The researchers also found that the Johns Hopkins Fibrosis Index – comprising history of alcohol use and laboratory measures of AST, platelet count, and albumin – predicted fibrosis better than the AST-to-Platelet Ratio Index (APRI) or the “FIB-4” index (which takes into account AST and alanine aminotransferase [ALT] levels, platelet count, and patient age). Area under the receiver operating characteristic curves for the three indices were 0.79, 0.76, and 0.74, respectively. The authors concluded that assessment of routine laboratory parameters and clinical data on alcohol abuse “accurately predicted significant fibrosis in HCV-infected adults,” adding that such noninvasive indices “may have a role in identifying patients with significant liver disease in settings in which access to liver biopsy is limited.”

In a related study, Huda Al-Morhi from McGill University in Montreal and colleagues used the APRI in a cross-sectional analysis of factors associated with fibrosis in 162 coinfected patients followed for an average of one year (35 were excluded due to missing data or undetectable HCV RNA). Most (81%) were men, 70% had genotype 1 HCV, and the mean age was 43 years. A majority (70%) were on HAART, the mean HIV viral load was 2.6 log₁₀ copies/ml, and the mean CD4 cell count was 378 cells/mm³. The mean time since estimated exposure to HCV was 17 years; 7% also showed evidence of triple infection with hepatitis B virus (HBV). About one third (35%) were injecting drug users at the time of the study, while 79% had a history of injecting. More than half currently used alcohol or marijuana or smoked cigarettes (58%, 54%, and 71%, respectively), while higher proportions had ever used these substances (86%, 85%, and 91%, respectively).
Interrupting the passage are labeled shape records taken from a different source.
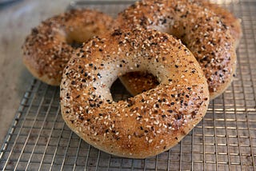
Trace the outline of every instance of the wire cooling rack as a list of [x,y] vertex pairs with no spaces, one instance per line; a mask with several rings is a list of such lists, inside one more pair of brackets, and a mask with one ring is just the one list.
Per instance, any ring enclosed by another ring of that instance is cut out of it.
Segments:
[[[144,160],[99,151],[65,125],[59,89],[37,80],[22,99],[0,151],[6,170],[256,170],[256,2],[218,1],[242,19],[237,77],[203,120],[176,146]],[[130,1],[72,2],[115,16]],[[126,98],[118,81],[114,99]]]

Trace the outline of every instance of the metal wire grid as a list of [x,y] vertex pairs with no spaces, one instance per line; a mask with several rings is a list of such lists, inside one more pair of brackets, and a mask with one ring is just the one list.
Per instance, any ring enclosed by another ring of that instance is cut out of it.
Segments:
[[[210,102],[204,119],[176,146],[144,160],[99,151],[65,125],[59,89],[34,80],[2,146],[0,169],[256,170],[256,2],[235,2],[225,6],[242,20],[238,75],[225,93]],[[128,3],[75,2],[72,6],[86,6],[114,15]],[[114,99],[130,97],[119,82],[113,87]]]

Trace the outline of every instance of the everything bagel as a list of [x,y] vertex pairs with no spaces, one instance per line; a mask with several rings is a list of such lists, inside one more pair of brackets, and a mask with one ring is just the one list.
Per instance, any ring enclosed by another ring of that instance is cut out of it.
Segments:
[[[131,71],[160,84],[114,101],[110,86]],[[117,156],[145,158],[176,145],[204,117],[209,91],[193,54],[155,30],[116,30],[78,50],[64,70],[61,109],[67,125],[93,146]]]
[[[118,14],[116,23],[121,28],[155,29],[180,38],[199,62],[207,79],[211,99],[220,95],[233,80],[236,70],[236,42],[222,19],[199,2],[137,2]],[[133,94],[142,90],[140,82],[146,82],[139,74],[136,78],[122,77],[121,80]],[[139,87],[138,91],[134,87]]]
[[22,46],[23,63],[39,80],[59,86],[62,71],[74,53],[74,42],[82,43],[111,30],[113,19],[91,10],[72,10],[34,28]]

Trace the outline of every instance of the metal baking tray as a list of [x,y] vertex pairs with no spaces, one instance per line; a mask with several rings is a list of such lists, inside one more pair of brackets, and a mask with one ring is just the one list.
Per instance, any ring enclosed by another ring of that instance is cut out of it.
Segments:
[[[116,16],[133,1],[73,2]],[[256,170],[256,1],[218,1],[242,19],[237,77],[203,120],[169,151],[138,160],[110,155],[82,141],[60,113],[59,88],[35,79],[0,150],[1,170]],[[32,78],[31,78],[32,79]],[[130,94],[117,81],[115,100]]]

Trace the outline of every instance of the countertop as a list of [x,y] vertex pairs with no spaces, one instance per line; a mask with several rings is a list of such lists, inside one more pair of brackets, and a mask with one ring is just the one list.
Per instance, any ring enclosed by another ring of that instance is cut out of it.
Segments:
[[64,12],[70,2],[18,0],[0,3],[0,145],[33,79],[22,61],[24,39],[42,20]]

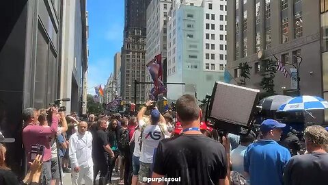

The median APRI score was 0.66 (range 0.16 to 49.5), and 24% had “significant fibrosis” (APRI of 1.5 or higher). In a multivariate analysis (excluding the HBV triple-infected patients), more severe fibrosis was associated with present or past alcohol use (OR = 9.0; 95% CI 0.96-85; p = 0.03), but not with injecting drug use, marijuana, or cigarettes. Higher CD4 cell count was associated with less severe fibrosis (OR = 0.43 per 100 cells; 95% CI 0.2-0.9; p = 0.03), but current HAART use had no significant effect. Interestingly, higher cholesterol levels were also linked to less severe fibrosis (OR = 0.18; 95% CI 0.04-0.85; p = 0.03). The researchers concluded that, as expected, impaired immunity was associated with worse fibrosis. However, while “any amount of alcohol use was associated with fibrosis,” they wrote, “no contribution of other addictions or lifestyle factors was observed.”

Taken together, these data suggest that successful HCV treatment leads to improved liver health in HIV/HCV coinfected as well as HCV monoinfected patients, and that steps can be taken to reduce fibrosis risk – in particular, avoiding alcohol and using HAART to manage HIV. In addition, they show that fibrosis progression can be assessed using noninvasive tools in this population. This is welcome news for coinfected patients who are prone to more rapid liver disease progression, potentially allowing them to avoid frequent invasive liver biopsies to monitor fibrosis.